Bad Data is costly- three ways to improve data quality
The cost of bad data is high. Inaccurate or Governed by faulty algorithms, it can have catastrophic consequences for businesses everywhere — from one person’s lost reputation on social media to entire industries losing out in the marketplace because they were never able find success where others had been before them with their own products/services
The saying goes “garbage-in = garbage out.” This holds true when looking at how inaccurate information leads us down false paths that ultimately leaves our company no wiser than if we hadn’t collected any
Bad data prevented Gan Wing, an ambassador in the 100s, from reaching Rome.
Gan Ying was a Chinese diplomat, explorer, and military official sent to Rome by Chinese military general Ban Chao.
Gan Ying did not make it to Rome, only as far as the "western sea," present-day Iran; to protect their trading monopolies, the Anxi merchants provided Ying with false information, claiming the journey could take up to two years. Ying turned back because the wait was too long, and China never connected with the Roman Empire.
NASA lost millions in 1999 due to inaccurate data.
NASA lost the Mars Orbiter in 1999, costing the agency $125 million. The engineering team in charge of developing the Orbiter used English units of measurement, whereas NASA used the metric system. The issue here is that the data was inconsistent, which resulted in a costly and disastrous error.
But what exactly is good quality data?
There is no universally accepted yardstick for determining what constitutes good data. However, data is generally considered to be of high quality if it is relevant to the purpose for which it was collected. Good data can be divided into five categories based on five primary criteria:
- Accuracy — all data correctly reflects the object or event in the real world
- Completeness — all data that should be present is present
- Relevance — all data meets the requirements for intended use
- Timeliness — all data reflects the correct point in time
- Consistency — values and records are represented in the same way within/across datasets
How do we ensure that we have high-quality data?

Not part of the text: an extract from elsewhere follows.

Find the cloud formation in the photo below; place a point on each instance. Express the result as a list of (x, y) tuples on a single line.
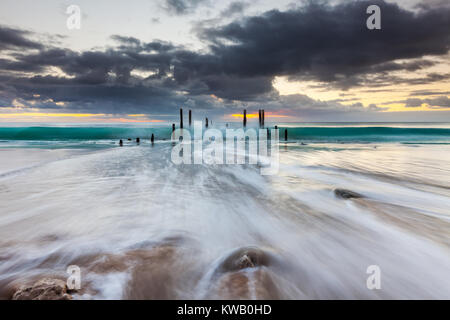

The challenge with data quality improvement is that it is a marathon, not a sprint. There is a widespread misconception that all we need is to run a single magic query, and voila, the data is clean. That may work for that dataset until you obtain a new one and must restart. That is not scalable in the long run.
Establish data quality standards early on. These guidelines will act as a guide for your efforts. This step enables you to establish objectives and visualize how improving the quality of your data will benefit your business's growth.
Gather and categorize all data quality issues. When the problems are identified and documented, it is much easier to create a framework and data literacy and governance program to address them.
Monitor and maintain
Quality data is the result of ongoing effort; a one-time cleansing will not suffice. Your data types may become obsolete as your needs change. Regular data cleansing should be performed by a single group of people who adhere to a set of rules for consistency.
High-quality data serves as a foundation in the long run. As data quality improves, your foundation becomes more stable, allowing more to be built on top of it and multiplying the potential uses of your data.